The children and their mother are in Adelaide until Sunday, when they depart and leave their stepfather to continue playing in the veterans hockey tournament. The Tasmanian team today beat South Australia 3-2, which was a good start. The team has a rest day tomorrow.

I am now sitting in the outdoor area of the hostel, and it's very cosmopolitan with accents in the air from all over the world. Most are young people, but there is a much older guy in my dorm who seems to spend a lot of his time writing. He complained rather bluntly about the dorm door being left open, and added that he was getting over a cold. Perhaps he and I are out of place in a hostel like this, but I console myself with knowing that there are 30 to 40-year-olds in the backpacker network and that I am not really an oddity.

One of the things the children and their mother commented on was my loss of weight. I started in Adelaide at 85kg, and I weighed myself on Danny Mahar's scales at Bookabie at 78kg. When I left Tasmania 2½ years ago, I was a porker, and at one stage in the past five years, my weight edged up 98kg.

Certainly, my stomach has gone down substantially, and my legs are thinner and more muscle-toned. There is still a bit of fat there, but I feel I need to be cautious because I understand that letting fat levels subside too far while engaged in intensive physical activity can be dangerous. Which reminds me that I need to visit a supermarket tomorrow to buy some food to get my diet back on track. The Central Markets are probably the place to visit with the kids at some stage.

I am becoming concerned about the sciatic pain in my back. I hope several days of rest will help subdue it and help my saddle sores heal. I am having some difficulty sitting in any position on a chair, and that doesn't help my back. I may resort to some pain relief drugs that I brought with me after they were given to me by my doctor to treat joint pain about six weeks post my heart attack (a legacy of the Heprin and other anti-clotting drugs, I think).

One of the more interesting aspects about this hostel is the unisex policy on the toilets and showers. I suppose there is no difference from staying at a private residence, and I believe it's the norm in Europe.

Well, now I can attest that the apple pie and ice-cream and custard are fair dinkum at the hostel. It is a nice way to finish the day, whether the day has been good or bad.

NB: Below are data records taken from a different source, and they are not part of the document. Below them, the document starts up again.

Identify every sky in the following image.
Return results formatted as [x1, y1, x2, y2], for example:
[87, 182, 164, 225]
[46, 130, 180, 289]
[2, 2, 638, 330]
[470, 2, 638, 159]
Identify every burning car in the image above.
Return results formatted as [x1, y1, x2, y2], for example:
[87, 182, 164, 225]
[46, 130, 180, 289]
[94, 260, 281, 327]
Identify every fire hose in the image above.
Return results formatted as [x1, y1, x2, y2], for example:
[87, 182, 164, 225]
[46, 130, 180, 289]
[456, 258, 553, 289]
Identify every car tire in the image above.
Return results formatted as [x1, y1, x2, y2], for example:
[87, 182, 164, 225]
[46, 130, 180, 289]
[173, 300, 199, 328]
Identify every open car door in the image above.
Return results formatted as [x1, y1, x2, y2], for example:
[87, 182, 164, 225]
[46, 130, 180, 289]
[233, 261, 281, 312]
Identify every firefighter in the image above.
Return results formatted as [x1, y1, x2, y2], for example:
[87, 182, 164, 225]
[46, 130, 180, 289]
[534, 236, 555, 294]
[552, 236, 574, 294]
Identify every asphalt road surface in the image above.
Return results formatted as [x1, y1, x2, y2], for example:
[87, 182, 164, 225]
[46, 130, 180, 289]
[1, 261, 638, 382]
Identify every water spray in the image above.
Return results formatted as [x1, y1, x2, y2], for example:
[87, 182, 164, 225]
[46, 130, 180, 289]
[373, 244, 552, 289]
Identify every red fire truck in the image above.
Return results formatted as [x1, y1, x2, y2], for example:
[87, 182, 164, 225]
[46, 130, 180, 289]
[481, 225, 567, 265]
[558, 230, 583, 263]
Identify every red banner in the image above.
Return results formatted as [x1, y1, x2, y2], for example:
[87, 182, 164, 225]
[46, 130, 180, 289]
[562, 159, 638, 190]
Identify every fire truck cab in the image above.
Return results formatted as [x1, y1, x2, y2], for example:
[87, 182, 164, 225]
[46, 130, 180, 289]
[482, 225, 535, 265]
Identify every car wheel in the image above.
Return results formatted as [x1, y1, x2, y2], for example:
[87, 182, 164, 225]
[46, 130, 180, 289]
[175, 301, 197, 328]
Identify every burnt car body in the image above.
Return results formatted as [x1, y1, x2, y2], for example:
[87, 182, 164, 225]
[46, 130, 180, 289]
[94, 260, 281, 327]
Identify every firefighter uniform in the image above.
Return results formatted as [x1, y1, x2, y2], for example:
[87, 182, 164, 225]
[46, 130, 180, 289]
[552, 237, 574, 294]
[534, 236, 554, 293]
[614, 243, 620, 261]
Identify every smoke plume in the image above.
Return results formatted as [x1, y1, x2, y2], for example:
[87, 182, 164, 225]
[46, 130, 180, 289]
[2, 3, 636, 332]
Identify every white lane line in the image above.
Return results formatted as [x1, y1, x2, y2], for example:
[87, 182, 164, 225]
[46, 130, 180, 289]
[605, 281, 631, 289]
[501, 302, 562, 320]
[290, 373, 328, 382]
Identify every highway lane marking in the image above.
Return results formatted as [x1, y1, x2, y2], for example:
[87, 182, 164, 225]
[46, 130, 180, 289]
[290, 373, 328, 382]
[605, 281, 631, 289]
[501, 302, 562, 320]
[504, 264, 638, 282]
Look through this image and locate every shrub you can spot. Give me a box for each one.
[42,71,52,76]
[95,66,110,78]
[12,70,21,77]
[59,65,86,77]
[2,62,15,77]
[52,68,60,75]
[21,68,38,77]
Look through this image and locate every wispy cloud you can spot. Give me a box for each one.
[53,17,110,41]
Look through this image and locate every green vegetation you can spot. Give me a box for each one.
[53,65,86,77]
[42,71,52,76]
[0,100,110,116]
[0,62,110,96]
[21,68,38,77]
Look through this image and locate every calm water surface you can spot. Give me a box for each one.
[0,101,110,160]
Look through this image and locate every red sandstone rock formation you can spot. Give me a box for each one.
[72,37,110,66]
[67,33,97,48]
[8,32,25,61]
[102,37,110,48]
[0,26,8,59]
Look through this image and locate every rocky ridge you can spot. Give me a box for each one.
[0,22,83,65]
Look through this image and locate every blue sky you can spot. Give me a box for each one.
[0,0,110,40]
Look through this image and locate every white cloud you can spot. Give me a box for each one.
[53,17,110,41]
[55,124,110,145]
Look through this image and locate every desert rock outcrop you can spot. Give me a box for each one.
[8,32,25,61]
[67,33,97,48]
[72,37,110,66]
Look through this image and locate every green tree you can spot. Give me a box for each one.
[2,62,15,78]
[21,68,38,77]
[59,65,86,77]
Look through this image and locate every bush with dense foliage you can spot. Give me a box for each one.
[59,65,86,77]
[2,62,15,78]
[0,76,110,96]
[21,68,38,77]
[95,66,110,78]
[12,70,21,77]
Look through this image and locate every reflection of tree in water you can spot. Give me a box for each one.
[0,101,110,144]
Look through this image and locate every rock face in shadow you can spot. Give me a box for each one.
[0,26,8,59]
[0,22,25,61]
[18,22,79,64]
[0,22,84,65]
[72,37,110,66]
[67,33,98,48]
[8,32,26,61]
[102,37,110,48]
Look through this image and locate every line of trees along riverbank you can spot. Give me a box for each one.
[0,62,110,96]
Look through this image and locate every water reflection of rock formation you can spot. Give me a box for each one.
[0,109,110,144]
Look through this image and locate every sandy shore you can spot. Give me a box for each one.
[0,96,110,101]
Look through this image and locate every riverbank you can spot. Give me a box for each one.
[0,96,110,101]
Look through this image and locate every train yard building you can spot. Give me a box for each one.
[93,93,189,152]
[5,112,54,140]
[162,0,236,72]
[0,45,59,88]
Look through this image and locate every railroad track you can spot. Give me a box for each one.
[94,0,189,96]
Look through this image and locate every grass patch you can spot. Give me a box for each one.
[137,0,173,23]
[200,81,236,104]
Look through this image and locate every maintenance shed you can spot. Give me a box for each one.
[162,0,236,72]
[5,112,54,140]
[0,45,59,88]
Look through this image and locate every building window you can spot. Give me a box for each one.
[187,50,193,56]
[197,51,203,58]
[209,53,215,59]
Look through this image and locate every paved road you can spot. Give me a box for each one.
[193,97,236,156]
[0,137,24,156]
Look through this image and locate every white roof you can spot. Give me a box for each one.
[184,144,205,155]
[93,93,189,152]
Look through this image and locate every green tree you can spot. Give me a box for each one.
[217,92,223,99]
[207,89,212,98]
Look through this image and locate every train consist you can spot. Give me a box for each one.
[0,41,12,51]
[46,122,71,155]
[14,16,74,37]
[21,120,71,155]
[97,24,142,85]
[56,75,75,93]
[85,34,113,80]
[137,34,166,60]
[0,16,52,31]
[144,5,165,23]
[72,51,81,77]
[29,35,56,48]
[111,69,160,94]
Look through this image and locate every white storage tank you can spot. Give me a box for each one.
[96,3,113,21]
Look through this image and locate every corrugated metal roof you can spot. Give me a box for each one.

Tonight, seconds were offered and could I resist? After all, I have to watch my weight... in reverse! There about 15 Japanese here tonight, and they were very keen to get into the dessert.

With the future of my journey now in the balance, I am starting to look at my cycling future. I think the priority would be to finish this trip by doing Adelaide to Mt Gambier, then the Great Ocean Road to Melbourne, as probably a four-week exercise. I am keen, if I can get employment in Tasmania, to explore the State by bike most likely with legs taking in parts that I may not have seen before. One "challenge" would be to do Beauty Point or a cape in the north-east to Cockle Creek in the south. And maybe a big "Figure 8" of the State,

There are two other adventures I would like to do: From Cape York to Cockle Creek; and Cairns to Darwin via the Gulf of Carpentaria. I am not so keen now on Darwin to Perth, which I understand to be long, harsh and boring. Darwin to Adelaide via Alice Springs is a possibility.

But the most important thing of all is that I have arrived in Adelaide. The journey from Perth is one I won't ever forget as my first real cycling (and life) adventure.